W Lidze Mistrzów piękna, w Bundeslidze zaś szkarada. Jednak ten bonus dla Bundesligi to w bardzo dużej mierze dzieło samej Borussii. Zespół Edina Terzića doszedł bowiem aż do finału minionej edycji Champions League, gdzie zatrzymał ich dopiero Real Madryt (0:2). Drużyna z Dortmundu potrafiła więc jednego dnia wyrzucić z LM Paris Saint-Germain i to wygrywając oba mecze. Zaś zupełnie innego dostawali łomot od Mainz (0:3) czy Hoffenheim (2:3) w Bundeslidze.
Wielu ekspertów twierdziło, że mimo znakomitej kampanii w Lidze Mistrzów, Edin Terzić powinien pożegnać się z pracą. Pojawiały się też regularne doniesienia o jego konfliktach z doświadczonymi graczami jak Marco Reus czy Mats Hummels. Zarząd postanowił jednak kontynuować tę współpracę i wydawało się, że Niemiec pozostanie na stanowisku. Aż do teraz.

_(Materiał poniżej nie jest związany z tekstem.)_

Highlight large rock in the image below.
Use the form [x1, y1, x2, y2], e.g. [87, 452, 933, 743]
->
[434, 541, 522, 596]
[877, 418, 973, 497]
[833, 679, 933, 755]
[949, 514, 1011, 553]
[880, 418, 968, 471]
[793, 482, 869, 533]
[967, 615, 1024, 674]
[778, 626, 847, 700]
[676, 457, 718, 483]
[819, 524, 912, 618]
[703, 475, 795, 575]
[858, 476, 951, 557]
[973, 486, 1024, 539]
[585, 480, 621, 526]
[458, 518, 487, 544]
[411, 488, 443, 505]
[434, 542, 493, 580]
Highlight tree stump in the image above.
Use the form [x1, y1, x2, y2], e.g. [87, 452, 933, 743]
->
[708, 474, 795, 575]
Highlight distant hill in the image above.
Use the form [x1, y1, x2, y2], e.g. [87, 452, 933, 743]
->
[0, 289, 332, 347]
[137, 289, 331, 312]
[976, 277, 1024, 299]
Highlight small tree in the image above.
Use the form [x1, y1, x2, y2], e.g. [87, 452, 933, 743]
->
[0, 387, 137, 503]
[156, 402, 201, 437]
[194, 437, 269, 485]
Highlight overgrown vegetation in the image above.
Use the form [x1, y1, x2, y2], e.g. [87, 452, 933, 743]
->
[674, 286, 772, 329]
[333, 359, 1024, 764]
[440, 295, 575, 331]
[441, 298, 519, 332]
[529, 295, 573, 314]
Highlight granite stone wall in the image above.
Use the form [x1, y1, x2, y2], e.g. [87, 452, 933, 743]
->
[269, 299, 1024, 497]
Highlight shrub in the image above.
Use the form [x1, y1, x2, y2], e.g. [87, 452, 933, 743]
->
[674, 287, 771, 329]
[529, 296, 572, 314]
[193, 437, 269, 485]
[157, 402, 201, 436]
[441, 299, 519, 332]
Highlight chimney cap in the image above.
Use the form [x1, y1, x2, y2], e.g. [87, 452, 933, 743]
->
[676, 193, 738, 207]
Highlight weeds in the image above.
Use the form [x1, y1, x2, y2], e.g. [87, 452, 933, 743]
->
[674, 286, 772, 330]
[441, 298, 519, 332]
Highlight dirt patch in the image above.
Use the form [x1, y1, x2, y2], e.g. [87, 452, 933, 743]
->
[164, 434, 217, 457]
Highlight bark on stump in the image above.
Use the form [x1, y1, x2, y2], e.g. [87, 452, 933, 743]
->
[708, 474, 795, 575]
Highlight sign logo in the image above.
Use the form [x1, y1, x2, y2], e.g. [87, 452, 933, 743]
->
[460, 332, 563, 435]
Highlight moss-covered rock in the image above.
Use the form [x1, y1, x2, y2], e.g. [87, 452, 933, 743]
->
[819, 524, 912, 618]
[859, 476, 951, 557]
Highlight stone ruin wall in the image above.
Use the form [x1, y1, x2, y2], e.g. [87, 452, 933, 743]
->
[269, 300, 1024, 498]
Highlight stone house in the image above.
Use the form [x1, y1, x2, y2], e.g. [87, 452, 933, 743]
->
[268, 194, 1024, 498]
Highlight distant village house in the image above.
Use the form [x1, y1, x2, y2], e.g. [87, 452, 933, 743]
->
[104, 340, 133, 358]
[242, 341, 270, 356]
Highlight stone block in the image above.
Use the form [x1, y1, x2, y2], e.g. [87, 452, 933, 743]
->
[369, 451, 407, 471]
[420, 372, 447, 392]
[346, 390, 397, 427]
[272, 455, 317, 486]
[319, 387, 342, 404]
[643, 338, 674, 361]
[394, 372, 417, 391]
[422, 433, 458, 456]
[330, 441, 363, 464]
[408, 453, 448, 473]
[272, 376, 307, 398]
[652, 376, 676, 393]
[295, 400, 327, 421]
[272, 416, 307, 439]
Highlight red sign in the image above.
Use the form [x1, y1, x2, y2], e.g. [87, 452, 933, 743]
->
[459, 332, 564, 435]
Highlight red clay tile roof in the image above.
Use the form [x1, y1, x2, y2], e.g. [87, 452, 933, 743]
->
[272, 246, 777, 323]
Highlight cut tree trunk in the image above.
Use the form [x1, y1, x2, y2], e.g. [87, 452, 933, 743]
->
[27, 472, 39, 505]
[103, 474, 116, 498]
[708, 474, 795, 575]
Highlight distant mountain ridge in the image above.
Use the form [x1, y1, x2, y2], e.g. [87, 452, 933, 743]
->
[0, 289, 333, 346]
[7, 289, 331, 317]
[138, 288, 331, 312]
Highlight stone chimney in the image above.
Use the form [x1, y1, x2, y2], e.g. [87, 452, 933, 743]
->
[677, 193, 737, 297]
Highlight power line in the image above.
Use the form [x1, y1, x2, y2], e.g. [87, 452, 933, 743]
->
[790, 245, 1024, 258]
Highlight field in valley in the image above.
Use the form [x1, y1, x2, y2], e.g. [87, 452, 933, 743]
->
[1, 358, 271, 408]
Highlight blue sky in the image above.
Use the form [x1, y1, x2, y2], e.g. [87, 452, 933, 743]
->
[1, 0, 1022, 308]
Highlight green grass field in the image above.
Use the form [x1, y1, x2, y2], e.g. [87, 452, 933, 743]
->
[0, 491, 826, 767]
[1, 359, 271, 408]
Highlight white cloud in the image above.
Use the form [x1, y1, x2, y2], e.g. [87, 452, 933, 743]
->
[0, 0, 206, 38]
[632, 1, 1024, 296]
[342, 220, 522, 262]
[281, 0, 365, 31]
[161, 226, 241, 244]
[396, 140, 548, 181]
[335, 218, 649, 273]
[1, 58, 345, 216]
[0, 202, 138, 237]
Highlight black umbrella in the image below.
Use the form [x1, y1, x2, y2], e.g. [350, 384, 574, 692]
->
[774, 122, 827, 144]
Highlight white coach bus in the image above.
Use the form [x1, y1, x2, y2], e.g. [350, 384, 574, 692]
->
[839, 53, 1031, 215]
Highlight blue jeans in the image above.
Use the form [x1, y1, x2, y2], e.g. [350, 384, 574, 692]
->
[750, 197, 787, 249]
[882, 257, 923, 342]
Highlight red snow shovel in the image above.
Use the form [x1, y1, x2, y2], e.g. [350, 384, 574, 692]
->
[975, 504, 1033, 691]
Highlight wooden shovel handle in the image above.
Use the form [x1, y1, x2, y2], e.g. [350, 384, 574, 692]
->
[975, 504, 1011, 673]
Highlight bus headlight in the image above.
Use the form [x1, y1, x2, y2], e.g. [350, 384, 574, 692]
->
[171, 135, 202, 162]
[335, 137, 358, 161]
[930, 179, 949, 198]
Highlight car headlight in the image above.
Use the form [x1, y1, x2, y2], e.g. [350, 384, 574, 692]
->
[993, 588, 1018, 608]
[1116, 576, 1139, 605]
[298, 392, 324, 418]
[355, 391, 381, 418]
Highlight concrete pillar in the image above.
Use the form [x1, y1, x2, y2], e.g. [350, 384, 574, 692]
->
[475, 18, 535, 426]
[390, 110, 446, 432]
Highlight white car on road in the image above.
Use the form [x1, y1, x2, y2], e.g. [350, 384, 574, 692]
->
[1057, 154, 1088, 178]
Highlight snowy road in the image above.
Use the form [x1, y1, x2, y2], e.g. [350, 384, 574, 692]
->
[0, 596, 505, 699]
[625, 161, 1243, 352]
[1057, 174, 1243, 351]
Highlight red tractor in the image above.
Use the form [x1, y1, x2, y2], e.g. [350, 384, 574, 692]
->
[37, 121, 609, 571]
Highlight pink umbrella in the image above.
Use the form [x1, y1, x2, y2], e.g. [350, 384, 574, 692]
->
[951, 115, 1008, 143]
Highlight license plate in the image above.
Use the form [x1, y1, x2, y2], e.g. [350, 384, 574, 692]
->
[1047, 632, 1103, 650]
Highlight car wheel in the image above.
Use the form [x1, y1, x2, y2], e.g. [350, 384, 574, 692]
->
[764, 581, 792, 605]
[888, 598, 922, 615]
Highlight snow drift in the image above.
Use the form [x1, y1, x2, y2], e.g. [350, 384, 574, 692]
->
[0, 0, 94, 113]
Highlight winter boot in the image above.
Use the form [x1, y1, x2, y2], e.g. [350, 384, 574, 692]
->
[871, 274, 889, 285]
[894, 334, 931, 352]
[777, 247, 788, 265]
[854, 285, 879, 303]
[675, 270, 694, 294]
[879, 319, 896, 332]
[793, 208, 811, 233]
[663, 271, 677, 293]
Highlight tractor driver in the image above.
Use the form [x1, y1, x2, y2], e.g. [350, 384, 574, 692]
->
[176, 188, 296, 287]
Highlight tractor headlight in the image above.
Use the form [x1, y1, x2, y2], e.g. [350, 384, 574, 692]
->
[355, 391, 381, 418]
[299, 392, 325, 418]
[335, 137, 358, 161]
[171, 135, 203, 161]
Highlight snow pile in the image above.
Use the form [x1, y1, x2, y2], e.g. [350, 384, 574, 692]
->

Nagła dymisja Terzića. Borussia przyjmuje rezygnację! Czwartkowe popołudnie 13 czerwca spuściło bowiem absolutną bombę na dotychczasowy stan rzeczy. Dziennikarz niemieckiego oddziału Sky Sport Patrick Berger podał na Twitterze, że Edin Terzić podał się do dymisji ze stanowiska szkoleniowca Borussii i trwa właśnie spotkanie dotyczące jego przyszłości. Wszystko to potwierdziło się nieco ponad pół godziny później.
Dortmundczycy oficjalnie poinformowali, że dymisja niemieckiego szkoleniowca została przyjęta podczas jego wspomnianego spotkania z zarządem. Kontrakt został rozwiązany ze skutkiem natychmiastowym. Zgodnie z doniesieniami dziennika BILD, nowym szkoleniowcem BVB może zostać Nuri Sahin, który od początku roku pracował jako asystent Terzića, a wcześniej samodzielnie prowadził turecki Antalyaspor (śr. 1,49 pkt na mecz w 92 spotkaniach).